Again the benefits of team work in these situations are invaluable both for the ID process and combined input and to piece together and process the identification. A brief glimpse of the bird fly catching as it flit between sycamore canopies was enough for us to see it was clearly a Yellow-browed type. After a brief glimpse of the bird we both enjoyed better views. Its dingy plumage, blackish bare parts and what looked like only one fairly broad buffy-white wing bar (with the second barely noticeable) was enough for us to be confident it was indeed a Hume’s.
It was frustratingly difficult to get views of the bird, so realising it was working a circuit of the garden, and only showing at certain parts we decided to stay close to what appeared to be its favourite feeding area. On our next view we confirmed the features above and then heard it calling several times and I also managed to photograph it. There was no doubt it was a Hume’s Warbler. What was very interesting about this Hume’s was the set of calls it gave and how much they varied. The typical and diagnostic disyllabic call most associated with the species was only given twice that day and not until much later. The other two calls were a single note of an even pitch and a more Siskin-like call with some downward inflexion. All three call-types are actually given on the Eastern vagrants CD. Despite playing these calls, however, the bird never really responded. Initially locating this bird up on call is quite typical of how many good birds are found. It is perhaps not easy to familiarise yourself with all the calls of everything you hope to find but knowing that something is different to the norm is extremely helpful!

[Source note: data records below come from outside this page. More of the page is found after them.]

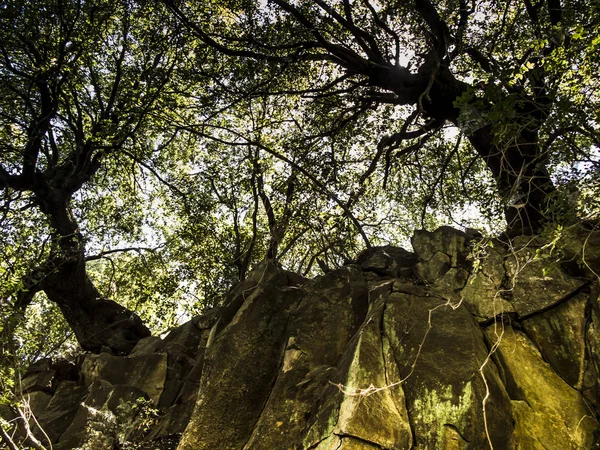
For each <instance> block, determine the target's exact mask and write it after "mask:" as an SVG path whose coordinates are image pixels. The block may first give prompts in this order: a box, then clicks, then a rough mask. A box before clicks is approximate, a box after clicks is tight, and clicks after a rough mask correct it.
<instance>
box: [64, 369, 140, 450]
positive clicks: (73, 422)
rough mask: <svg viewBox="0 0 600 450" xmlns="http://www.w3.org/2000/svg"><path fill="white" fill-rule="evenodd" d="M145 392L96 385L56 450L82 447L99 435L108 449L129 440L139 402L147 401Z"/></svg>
mask: <svg viewBox="0 0 600 450" xmlns="http://www.w3.org/2000/svg"><path fill="white" fill-rule="evenodd" d="M147 398H148V396H147V395H146V393H145V392H143V391H141V390H139V389H137V388H135V387H133V386H125V385H116V386H113V385H111V384H110V383H108V382H106V381H95V382H94V383H93V384H92V385H91V386H90V387H89V395H88V396H87V398H86V400H85V401H84V402H83V403H82V404H81V406H80V407H79V409H78V410H77V414H76V415H75V419H74V420H73V422H71V424H70V425H69V427H68V428H67V429H66V430H65V432H64V433H63V434H62V435H61V437H60V440H59V441H58V443H57V445H55V447H54V448H55V449H56V450H68V449H73V448H77V447H80V446H81V445H82V444H83V443H85V442H89V441H90V439H91V438H92V437H94V436H96V435H100V436H101V439H102V442H103V443H106V445H111V444H114V443H116V442H117V441H118V440H119V439H122V440H126V439H127V436H128V434H129V433H131V432H132V431H133V430H132V427H131V424H132V423H133V419H134V418H135V415H136V413H137V410H136V408H135V405H136V402H137V401H138V399H147Z"/></svg>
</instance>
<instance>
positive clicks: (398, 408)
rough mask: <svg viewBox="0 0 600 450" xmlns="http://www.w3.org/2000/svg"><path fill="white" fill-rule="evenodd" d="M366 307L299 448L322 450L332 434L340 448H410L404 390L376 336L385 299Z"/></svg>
mask: <svg viewBox="0 0 600 450" xmlns="http://www.w3.org/2000/svg"><path fill="white" fill-rule="evenodd" d="M388 296H389V293H388ZM372 305H373V306H372V308H371V312H370V314H369V315H368V317H367V319H366V320H365V322H364V325H363V326H362V328H361V329H360V331H359V332H358V333H356V334H355V335H354V338H353V340H352V342H350V343H349V345H348V346H347V350H346V352H345V354H344V355H343V357H342V359H341V361H340V363H339V364H338V370H337V371H336V374H335V375H334V376H333V379H332V380H331V382H332V383H333V384H334V385H335V386H329V387H328V389H327V391H326V392H327V394H328V396H327V399H326V400H325V401H324V402H323V403H322V404H321V405H320V408H319V410H318V412H317V416H316V419H315V422H314V423H313V425H312V427H311V428H310V430H309V432H308V434H307V436H306V438H305V440H304V448H315V445H317V444H318V445H317V446H316V448H327V446H326V445H324V444H323V443H324V442H327V441H330V440H333V442H335V437H336V436H344V440H345V442H343V443H342V445H343V447H342V448H352V447H353V446H355V445H358V444H360V443H362V444H363V445H364V448H369V447H371V446H372V448H411V445H412V433H411V429H410V425H409V418H408V412H407V410H406V400H405V397H404V391H403V390H402V387H401V386H400V383H399V379H400V378H399V375H398V372H397V370H394V369H395V365H393V364H390V363H389V362H388V361H389V360H388V358H390V357H393V355H392V354H391V352H390V346H389V342H387V340H386V341H385V344H384V341H383V339H385V338H384V337H383V336H382V332H381V331H382V330H381V325H382V316H383V311H384V308H385V300H384V299H383V298H380V300H379V301H377V302H376V304H372ZM319 443H320V444H319ZM328 445H329V444H328ZM356 448H359V447H356Z"/></svg>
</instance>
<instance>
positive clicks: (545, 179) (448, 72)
mask: <svg viewBox="0 0 600 450" xmlns="http://www.w3.org/2000/svg"><path fill="white" fill-rule="evenodd" d="M427 76H428V77H429V76H431V75H430V74H428V75H427ZM466 89H467V84H465V83H463V82H461V81H458V80H457V79H456V78H454V75H453V74H452V73H451V72H450V71H449V70H448V69H447V68H441V69H440V73H438V74H437V76H436V80H435V83H434V84H433V86H432V89H431V91H430V93H429V95H430V98H431V101H430V102H425V104H424V106H425V110H426V112H427V113H428V114H430V115H431V116H432V117H435V118H439V119H444V120H447V121H449V122H452V123H453V124H454V125H456V126H457V127H460V124H459V120H458V119H459V114H460V110H459V109H458V108H457V107H456V106H455V105H454V102H455V101H456V99H457V98H459V97H460V96H461V95H462V94H463V93H464V92H465V90H466ZM467 138H468V139H469V141H470V142H471V144H472V145H473V147H474V148H475V151H476V152H477V153H478V155H479V156H480V157H481V158H482V159H483V160H484V161H485V164H486V166H487V168H488V169H489V170H490V172H491V173H492V176H493V177H494V179H495V181H496V187H497V190H498V194H499V195H500V197H501V199H502V202H503V204H504V212H505V218H506V222H507V232H508V233H510V234H513V235H518V234H529V233H532V232H536V231H538V230H539V229H540V228H541V227H542V226H543V224H544V222H546V221H547V220H549V215H548V209H549V206H551V201H552V197H554V196H555V194H556V187H555V186H554V183H553V182H552V179H551V178H550V174H549V173H548V170H547V168H546V165H545V160H544V158H543V155H542V153H541V152H540V147H539V143H538V133H537V130H536V129H527V128H525V129H523V130H522V131H520V133H519V135H517V136H511V137H510V139H508V140H504V141H501V142H497V138H496V137H495V136H494V134H493V131H492V125H491V124H486V125H484V126H483V127H482V128H479V129H478V130H475V131H474V132H472V133H470V134H468V135H467Z"/></svg>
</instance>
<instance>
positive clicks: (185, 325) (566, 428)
mask: <svg viewBox="0 0 600 450" xmlns="http://www.w3.org/2000/svg"><path fill="white" fill-rule="evenodd" d="M577 239H578V237H577V236H575V237H573V236H571V237H570V238H569V240H568V245H567V246H565V250H564V252H563V253H562V254H559V253H557V252H556V250H555V251H554V252H553V253H550V252H549V250H550V249H551V247H550V246H549V245H547V242H545V241H543V240H541V239H539V238H536V239H531V238H524V237H520V238H517V239H514V240H512V241H506V242H502V241H500V240H492V241H482V240H481V239H480V237H479V236H478V235H477V234H476V233H464V232H461V231H457V230H454V229H451V228H448V227H442V228H440V229H438V230H437V231H435V232H433V233H431V232H424V231H422V232H417V233H416V234H415V236H414V237H413V240H412V244H413V248H414V253H411V252H408V251H406V250H403V249H399V248H394V247H380V248H372V249H369V250H368V251H366V252H365V253H363V254H362V255H360V256H359V257H358V258H357V260H356V262H355V263H354V264H349V265H347V266H344V267H342V268H339V269H337V270H333V271H331V272H329V273H327V274H326V275H324V276H322V277H318V278H316V279H312V280H306V279H303V278H301V277H299V276H297V275H295V274H292V273H289V272H286V271H283V270H281V269H280V268H278V267H277V266H276V265H274V264H272V263H269V262H264V263H262V264H260V265H259V266H258V267H256V268H255V269H254V270H253V271H252V272H251V274H250V275H249V277H248V279H246V280H245V281H244V282H242V283H240V284H239V285H238V286H236V287H235V288H234V289H233V290H232V291H231V292H230V294H229V295H228V297H227V299H226V301H225V302H224V305H223V307H222V308H220V309H217V310H213V311H211V312H210V313H209V314H207V315H205V316H202V317H198V318H195V319H193V320H192V321H191V322H189V323H187V324H185V325H182V326H181V327H179V328H177V329H175V330H173V331H172V332H171V333H170V334H169V335H168V336H167V337H166V338H165V339H159V338H156V337H151V338H146V339H144V340H142V341H140V343H139V344H138V345H137V346H136V348H135V349H134V351H133V352H132V354H131V355H129V356H127V357H121V356H113V355H110V354H108V353H102V354H99V355H88V356H86V357H85V358H84V359H83V360H82V361H79V363H78V367H77V370H75V366H67V365H65V363H61V364H62V369H60V370H59V368H58V367H57V366H56V365H53V364H51V363H50V362H48V361H46V362H43V361H42V362H39V363H38V364H37V365H36V366H35V367H32V369H31V370H30V373H29V374H28V375H27V376H26V377H25V379H24V380H23V386H24V387H25V390H26V392H28V397H29V399H30V404H31V410H32V411H33V412H34V413H35V414H36V417H37V419H38V422H39V425H40V426H41V428H43V429H44V430H45V432H46V434H47V438H45V439H49V440H52V441H53V442H54V447H53V448H55V449H61V448H63V449H66V448H76V447H77V446H82V445H84V444H85V442H86V440H87V441H88V442H89V439H90V436H91V434H90V430H93V429H94V424H97V423H98V422H99V419H98V417H97V414H98V413H99V412H104V413H106V414H109V415H111V417H113V419H112V420H113V421H114V422H115V428H116V429H117V430H120V429H121V428H125V429H126V430H125V431H119V432H116V433H113V434H114V436H113V440H120V441H121V442H124V441H127V440H128V441H129V442H136V444H135V445H134V444H131V445H132V447H131V448H174V446H175V445H176V444H177V442H178V447H177V448H179V449H180V450H199V449H207V450H209V449H210V450H213V449H223V450H227V449H232V450H233V449H239V450H242V449H243V450H250V449H252V450H255V449H256V450H258V449H269V450H271V449H306V450H308V449H319V450H325V449H423V450H425V449H447V450H454V449H473V450H475V449H476V450H479V449H485V448H492V449H494V450H501V449H547V450H551V449H557V450H558V449H561V450H562V449H592V448H596V446H598V445H599V444H598V442H597V438H596V436H597V433H598V430H599V426H598V407H599V398H598V395H599V388H598V382H599V377H598V373H599V372H598V367H599V364H600V358H599V357H600V353H599V351H600V334H599V333H600V331H599V327H600V305H599V303H598V292H599V289H598V279H597V277H596V275H595V273H600V271H599V270H598V269H599V267H598V266H597V265H596V261H595V260H594V259H593V258H589V259H587V260H586V261H585V262H584V264H583V265H582V266H578V265H577V264H573V261H575V260H576V259H577V258H578V255H581V254H582V252H587V253H588V254H592V255H594V256H595V255H597V254H598V252H597V251H596V250H598V249H600V245H599V246H597V247H594V245H593V243H594V242H600V239H597V236H596V235H590V234H588V235H587V241H586V242H587V243H586V244H585V245H584V244H581V245H577V242H579V241H577ZM557 255H558V256H557ZM61 374H62V375H61ZM139 398H143V399H146V403H143V402H142V403H143V404H144V405H150V406H151V407H152V408H156V410H154V409H153V410H152V411H153V415H152V417H151V418H148V417H145V418H143V420H140V412H139V408H138V409H136V408H134V407H131V405H139V404H140V401H139V400H138V399H139ZM136 402H137V403H136ZM124 405H130V407H129V408H124ZM123 424H125V426H123ZM142 424H143V426H142ZM32 428H35V427H32ZM36 433H38V434H37V436H38V438H40V440H42V439H43V438H44V436H43V435H42V433H41V430H40V429H39V428H38V429H37V431H36ZM119 433H120V434H119ZM136 433H137V434H136ZM144 446H146V447H144ZM90 448H91V447H90ZM94 448H101V447H94Z"/></svg>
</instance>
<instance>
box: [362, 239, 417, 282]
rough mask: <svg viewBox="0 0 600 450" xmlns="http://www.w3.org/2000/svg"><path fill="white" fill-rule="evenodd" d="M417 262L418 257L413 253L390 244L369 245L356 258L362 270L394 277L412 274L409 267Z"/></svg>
mask: <svg viewBox="0 0 600 450" xmlns="http://www.w3.org/2000/svg"><path fill="white" fill-rule="evenodd" d="M417 262H418V258H417V255H415V254H414V253H411V252H409V251H407V250H404V249H403V248H399V247H393V246H391V245H386V246H384V247H371V248H369V249H367V250H365V251H364V252H363V253H361V254H360V255H359V256H358V258H357V260H356V263H357V264H359V265H360V267H361V268H362V269H363V270H364V271H369V272H376V273H377V274H379V275H388V276H391V277H394V278H400V277H410V276H411V275H412V270H410V268H412V267H413V266H414V265H415V264H416V263H417Z"/></svg>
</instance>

Funnily enough, the following day when I returned to see if it was still present, and before I even saw it, it gave the classic and typically disyllabic Hume’s call which I am more familiar with several times. After not being seen for a week it reappeared on the 24th.
This was only the second for Unst following the one we found in back in 2008 (on a more typical date in early November). This is by far the earliest record for the species in Shetland and only the fourth year it has been recorded here.